The predawn air was crisp and cool on Merritt’s face as he stood in the payload area of an army ten-ton truck. Its powerful diesel engine labored in low gear as it climbed through a bulldozered breech in the estate wall. The canvas top had been removed, leaving it open to the night sky.
Merritt slung an HK MP-5/10 over his shoulder, then looked back toward his FBI Hostage Rescue Team. Six of the best-trained operators in the bureau sat on either side of the cargo bay, swaying in unison as the truck lurched over mounds of dirt and rock. These were his men, and they were intimidating as hell. Clad in black Nomex flight suits, body armor with ceramic trauma plates, Pro-Tec helmets, night vision goggles, and bulletproof face masks, they made Darth Vader look like a Wal-Mart greeter. But of all the missions they had carried out together—from Karachi to the wilds of Montana—Merritt had never had more misgivings than on this one. During the mission briefing he kept thinking that this was a job for the bomb disposal teams or the demining experts. It kept coming back to urgency. Six officers were dead, nine more injured. No one had any answers and time was apparently of the essence. Still…
Merritt looked down at the metal and wood scaffolding materials lying on the floor space between the benches. Four toolboxes lay there as well. His highly trained rapid response team was going to bridge a pit in a hostile environment. He wondered what sort of fuck-up happened upstairs to make this come about.
Merritt glanced over at the mansion three hundred yards away. No lights had appeared in it since last evening. Radio communications had been back up for the last hour, ever since the ultrawideband transmissions from the house died.
Merritt spoke normally, knowing his headset mic would pick it up. “Echo One to TOC. We’re at yellow. Request compromise authority and permission to move to green.”
“Copy, Echo One. I have your team at yellow. You have compromise authority and permission to move to green.”
“Copy that, TOC.” Merritt gave his men the thumbs-up signal. They returned it.
Waucheuer, the breaching specialist, flipped up his face mask and grinned. “Hey, Trip, why do we need guns? Sobol’s already dead.”
“Cut the chatter, Wack. Dead or not, Sobol managed to kill some good people here. Stay alert.”
Waucheuer shrugged, then nodded sharply, causing his face mask to flip back down.
Merritt stood and looked over the cab of the truck as it advanced slowly across the wide lawn of the estate. They were coming up on the burnt-out hulk of the automated Hummer now.

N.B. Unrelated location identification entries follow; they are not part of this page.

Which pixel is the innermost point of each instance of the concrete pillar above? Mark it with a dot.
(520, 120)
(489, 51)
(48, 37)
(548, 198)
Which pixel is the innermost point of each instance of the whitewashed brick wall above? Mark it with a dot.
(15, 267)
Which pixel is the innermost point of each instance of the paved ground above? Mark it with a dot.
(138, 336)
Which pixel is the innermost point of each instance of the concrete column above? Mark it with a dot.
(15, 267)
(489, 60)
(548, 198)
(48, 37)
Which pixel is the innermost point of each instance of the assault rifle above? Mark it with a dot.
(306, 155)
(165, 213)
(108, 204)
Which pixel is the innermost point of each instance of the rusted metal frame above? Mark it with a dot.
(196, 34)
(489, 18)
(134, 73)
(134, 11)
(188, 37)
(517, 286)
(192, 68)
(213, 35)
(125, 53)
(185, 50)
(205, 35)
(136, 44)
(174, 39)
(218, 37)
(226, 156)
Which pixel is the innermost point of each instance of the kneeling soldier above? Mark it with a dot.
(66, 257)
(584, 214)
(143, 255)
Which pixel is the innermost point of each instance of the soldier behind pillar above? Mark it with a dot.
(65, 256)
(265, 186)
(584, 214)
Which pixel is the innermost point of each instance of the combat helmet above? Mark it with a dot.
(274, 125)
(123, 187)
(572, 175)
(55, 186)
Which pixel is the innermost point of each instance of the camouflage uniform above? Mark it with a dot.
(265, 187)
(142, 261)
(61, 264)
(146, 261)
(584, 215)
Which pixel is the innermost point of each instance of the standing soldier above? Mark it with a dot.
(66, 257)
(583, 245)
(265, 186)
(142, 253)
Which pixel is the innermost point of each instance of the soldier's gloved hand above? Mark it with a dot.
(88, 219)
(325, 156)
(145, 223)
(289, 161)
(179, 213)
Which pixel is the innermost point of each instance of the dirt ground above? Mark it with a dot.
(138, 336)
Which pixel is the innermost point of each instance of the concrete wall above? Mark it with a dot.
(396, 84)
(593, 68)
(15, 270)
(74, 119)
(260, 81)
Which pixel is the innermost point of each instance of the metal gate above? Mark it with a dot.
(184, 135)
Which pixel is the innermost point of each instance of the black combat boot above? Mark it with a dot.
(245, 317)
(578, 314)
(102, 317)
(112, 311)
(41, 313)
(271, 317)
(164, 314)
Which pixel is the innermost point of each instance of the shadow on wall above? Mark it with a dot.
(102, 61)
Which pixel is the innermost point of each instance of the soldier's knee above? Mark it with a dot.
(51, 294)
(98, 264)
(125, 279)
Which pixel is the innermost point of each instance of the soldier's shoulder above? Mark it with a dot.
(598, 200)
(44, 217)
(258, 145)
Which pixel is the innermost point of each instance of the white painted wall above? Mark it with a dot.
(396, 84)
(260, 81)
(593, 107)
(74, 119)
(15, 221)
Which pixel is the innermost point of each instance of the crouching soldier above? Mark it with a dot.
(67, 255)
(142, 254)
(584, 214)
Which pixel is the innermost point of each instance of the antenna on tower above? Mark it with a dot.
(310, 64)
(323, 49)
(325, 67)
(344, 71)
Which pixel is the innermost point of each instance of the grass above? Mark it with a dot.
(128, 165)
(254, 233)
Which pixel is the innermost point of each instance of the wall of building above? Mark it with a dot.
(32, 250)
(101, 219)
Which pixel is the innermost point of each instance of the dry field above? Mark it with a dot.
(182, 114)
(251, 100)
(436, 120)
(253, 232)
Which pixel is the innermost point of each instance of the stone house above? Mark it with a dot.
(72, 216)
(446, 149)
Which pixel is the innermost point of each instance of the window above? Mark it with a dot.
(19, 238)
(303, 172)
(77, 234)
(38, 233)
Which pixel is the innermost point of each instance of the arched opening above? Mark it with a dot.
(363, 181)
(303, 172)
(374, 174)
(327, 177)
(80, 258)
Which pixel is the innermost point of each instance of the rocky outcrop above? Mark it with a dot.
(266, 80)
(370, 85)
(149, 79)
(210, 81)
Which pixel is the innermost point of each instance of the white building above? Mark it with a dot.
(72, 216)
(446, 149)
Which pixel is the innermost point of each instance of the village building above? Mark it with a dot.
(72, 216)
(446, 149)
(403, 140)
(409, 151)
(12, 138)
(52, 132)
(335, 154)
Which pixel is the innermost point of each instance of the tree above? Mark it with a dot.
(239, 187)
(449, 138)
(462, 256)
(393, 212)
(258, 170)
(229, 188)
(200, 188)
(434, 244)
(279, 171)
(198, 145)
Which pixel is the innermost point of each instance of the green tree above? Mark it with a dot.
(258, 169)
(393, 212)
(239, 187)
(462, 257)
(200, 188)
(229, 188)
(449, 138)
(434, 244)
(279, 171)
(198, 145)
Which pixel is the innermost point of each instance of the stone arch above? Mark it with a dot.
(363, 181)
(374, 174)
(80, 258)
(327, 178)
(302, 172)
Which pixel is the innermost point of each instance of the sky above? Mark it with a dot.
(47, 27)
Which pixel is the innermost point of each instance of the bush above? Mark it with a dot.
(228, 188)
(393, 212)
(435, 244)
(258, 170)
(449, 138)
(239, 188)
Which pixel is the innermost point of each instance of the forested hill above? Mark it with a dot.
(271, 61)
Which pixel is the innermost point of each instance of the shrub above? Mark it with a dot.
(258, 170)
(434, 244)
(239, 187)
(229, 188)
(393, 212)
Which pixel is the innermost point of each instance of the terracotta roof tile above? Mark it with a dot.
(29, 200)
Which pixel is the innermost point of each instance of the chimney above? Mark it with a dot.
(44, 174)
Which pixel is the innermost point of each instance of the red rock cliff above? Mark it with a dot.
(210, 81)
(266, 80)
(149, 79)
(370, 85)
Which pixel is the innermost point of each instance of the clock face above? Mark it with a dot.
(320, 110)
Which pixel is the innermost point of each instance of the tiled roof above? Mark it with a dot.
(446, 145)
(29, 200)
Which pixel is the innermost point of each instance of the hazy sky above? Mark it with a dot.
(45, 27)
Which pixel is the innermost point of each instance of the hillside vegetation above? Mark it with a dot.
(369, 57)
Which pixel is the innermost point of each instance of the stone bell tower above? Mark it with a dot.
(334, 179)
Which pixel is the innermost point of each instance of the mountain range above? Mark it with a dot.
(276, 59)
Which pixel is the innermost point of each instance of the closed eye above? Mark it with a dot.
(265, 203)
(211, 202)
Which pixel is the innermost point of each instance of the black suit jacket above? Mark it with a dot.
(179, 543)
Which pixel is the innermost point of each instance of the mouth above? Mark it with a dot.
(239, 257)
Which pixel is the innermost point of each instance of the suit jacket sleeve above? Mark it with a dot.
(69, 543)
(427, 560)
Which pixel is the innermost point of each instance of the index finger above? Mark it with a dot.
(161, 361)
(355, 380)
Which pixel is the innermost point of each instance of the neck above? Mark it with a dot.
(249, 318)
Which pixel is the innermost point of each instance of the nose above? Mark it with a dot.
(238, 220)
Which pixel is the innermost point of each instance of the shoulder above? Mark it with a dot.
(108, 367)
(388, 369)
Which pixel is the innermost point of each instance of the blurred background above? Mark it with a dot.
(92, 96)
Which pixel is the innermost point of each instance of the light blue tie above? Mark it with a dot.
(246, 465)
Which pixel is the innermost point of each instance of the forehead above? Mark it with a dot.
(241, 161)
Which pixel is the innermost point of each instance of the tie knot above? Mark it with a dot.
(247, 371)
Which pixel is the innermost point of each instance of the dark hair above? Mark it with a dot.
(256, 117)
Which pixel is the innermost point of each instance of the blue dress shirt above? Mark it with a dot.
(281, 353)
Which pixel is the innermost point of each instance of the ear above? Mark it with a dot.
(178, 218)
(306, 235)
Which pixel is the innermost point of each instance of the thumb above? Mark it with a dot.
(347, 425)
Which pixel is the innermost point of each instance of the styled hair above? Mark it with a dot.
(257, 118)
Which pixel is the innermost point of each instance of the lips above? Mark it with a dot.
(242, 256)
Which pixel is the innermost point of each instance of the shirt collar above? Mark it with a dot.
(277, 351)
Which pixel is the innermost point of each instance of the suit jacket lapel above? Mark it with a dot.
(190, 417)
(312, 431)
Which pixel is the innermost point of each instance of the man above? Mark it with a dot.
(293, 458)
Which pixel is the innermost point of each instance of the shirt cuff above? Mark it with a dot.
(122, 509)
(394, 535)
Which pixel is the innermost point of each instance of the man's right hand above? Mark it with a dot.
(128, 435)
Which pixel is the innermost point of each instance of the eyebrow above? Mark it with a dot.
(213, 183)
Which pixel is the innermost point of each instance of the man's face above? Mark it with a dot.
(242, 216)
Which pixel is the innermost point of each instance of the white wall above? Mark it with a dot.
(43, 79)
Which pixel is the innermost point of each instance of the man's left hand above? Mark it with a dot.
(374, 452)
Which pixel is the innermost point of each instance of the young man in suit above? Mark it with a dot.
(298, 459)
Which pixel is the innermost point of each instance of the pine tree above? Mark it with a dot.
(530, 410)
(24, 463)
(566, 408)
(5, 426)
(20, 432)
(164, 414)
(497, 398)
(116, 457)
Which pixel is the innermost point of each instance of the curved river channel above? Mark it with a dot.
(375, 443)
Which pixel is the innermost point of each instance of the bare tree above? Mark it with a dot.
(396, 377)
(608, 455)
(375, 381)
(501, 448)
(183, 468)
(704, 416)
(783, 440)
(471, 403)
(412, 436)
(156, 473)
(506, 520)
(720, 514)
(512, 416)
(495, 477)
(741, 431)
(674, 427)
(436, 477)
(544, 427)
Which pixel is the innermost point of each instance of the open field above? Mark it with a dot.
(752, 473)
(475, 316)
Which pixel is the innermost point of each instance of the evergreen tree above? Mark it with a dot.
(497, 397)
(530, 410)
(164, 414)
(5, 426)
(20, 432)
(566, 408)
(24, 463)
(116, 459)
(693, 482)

The other men stood to lean against the railing as the Hummer came up on the right-hand side. The truck slowed, then stopped about twenty feet from the wreckage. Two county SWAT team members were in the truck cab. The passenger kicked on a side-mounted searchlight, focusing it on the still smoldering remains. The Hummer was definitely nonoperational. The wheels were just blackened hubs, and the interior was gutted.